At home it is easy to believe a change of scenery will bring about a change of self. It is harder to convince yourself of that when the change of scenery has already happened, and continues to happen on an almost daily basis, and yet the change of self has failed to appear.
If anything can be said to be disappointing about travel, it is that, indeed, wherever you go there you are.
If the ‘rebirth’ has not happened by now, will it ever? Or more to the point, is it folly to think that location has the power to transform us into the people we want to be, with out any effort on our part?
Of course it is.
And here is where I am at.
My travels have failed to turn my percieved toady existence into the sparkling adventure filled love-fest that I hoped it would be.
Why? It’s all starting to make sense…
Tolle says we have to be as friendly towards life as we want life to be towards us; that we have to take the first step and offer up our friendly inclinations before friendly inclinations can be offered back.

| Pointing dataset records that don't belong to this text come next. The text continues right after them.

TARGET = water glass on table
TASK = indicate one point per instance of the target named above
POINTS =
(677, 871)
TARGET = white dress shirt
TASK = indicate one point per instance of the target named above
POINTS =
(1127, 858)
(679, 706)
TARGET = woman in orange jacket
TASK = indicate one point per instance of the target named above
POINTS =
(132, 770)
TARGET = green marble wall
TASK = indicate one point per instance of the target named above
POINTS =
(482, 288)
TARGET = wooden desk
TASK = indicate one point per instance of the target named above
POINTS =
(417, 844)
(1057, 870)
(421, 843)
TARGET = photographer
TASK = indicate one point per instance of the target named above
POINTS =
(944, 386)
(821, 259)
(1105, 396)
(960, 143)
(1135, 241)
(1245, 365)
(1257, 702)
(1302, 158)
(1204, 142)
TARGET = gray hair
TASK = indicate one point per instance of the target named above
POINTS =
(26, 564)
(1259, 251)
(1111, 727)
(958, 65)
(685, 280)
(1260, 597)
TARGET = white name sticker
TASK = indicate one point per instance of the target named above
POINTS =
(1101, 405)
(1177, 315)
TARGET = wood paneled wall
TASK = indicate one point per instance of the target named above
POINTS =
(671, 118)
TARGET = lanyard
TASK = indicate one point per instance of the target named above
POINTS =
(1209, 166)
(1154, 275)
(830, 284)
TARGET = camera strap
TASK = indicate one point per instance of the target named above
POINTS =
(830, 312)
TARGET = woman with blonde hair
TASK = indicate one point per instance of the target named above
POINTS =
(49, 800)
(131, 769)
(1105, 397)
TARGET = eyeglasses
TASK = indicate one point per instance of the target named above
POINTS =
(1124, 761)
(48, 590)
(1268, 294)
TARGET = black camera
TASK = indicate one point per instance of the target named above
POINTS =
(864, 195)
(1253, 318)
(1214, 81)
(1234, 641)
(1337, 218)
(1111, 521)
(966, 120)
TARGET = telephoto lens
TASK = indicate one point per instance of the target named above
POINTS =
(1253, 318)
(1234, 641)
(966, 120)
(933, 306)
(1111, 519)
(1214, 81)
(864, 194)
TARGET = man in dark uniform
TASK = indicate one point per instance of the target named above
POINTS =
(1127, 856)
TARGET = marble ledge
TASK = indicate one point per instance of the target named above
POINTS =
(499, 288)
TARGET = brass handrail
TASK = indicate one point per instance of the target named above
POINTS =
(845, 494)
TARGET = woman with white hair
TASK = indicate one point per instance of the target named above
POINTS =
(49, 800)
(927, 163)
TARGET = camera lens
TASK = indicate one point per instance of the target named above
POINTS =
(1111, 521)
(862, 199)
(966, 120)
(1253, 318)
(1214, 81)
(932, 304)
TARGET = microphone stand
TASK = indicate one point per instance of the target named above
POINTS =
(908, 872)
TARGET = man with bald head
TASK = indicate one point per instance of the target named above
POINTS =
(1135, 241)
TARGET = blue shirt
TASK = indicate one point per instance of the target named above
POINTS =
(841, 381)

There in lies the answer. It was never about the travel in the first place, though travel is the best platform I have found to live the life I have imagined. The place with the most opportunity to be friendly, and eventually, get friendly back ten fold.
So what is the next step? What does this elusive, mythical unicorn of an idea actually look like in reality? Where do platitudes end and actions begin?

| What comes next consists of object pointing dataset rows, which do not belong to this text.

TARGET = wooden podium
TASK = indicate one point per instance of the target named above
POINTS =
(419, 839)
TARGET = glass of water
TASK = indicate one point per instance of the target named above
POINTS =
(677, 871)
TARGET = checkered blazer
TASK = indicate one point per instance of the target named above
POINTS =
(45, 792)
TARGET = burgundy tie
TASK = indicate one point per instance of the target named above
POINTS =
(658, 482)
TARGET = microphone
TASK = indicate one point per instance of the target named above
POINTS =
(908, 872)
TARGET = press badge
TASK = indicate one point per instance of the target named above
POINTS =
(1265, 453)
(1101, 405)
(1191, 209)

The decision to think differently has to be made once, a thousand times over again. The decision for non judgment and non resistance has to be made once….a moment, every moment until it becomes habit.
The old way of defining myself is not working anymore. That is what this trip has shown me in spades. It’s the puzzle piece that does not fit the puzzle I am in anymore, so it’s time to find a new one. Time to broaden, time to let go of my old labels, my old ‘ground’ as Pema says. I need to stop defining what my life is supposed to look like; what I am supposed to look like, what my interactions and outcomes are supposed to be.
This comfort zone of judgment and definition is what is really holding me back. If I stay within its confines, I ended up with a very small existence, and absolutely no adventure, because adventure is the opposite of definitions, it’s an opening up to life instead of a categorizing and thus shutting down of it.
So I let go of that voice, once, a thousand times once. That alienating voice that seeks to define and control. I place no more stock in control, and I open my arms to the unknown, hoping I have a big enough heart to take it all in, whatever is coming.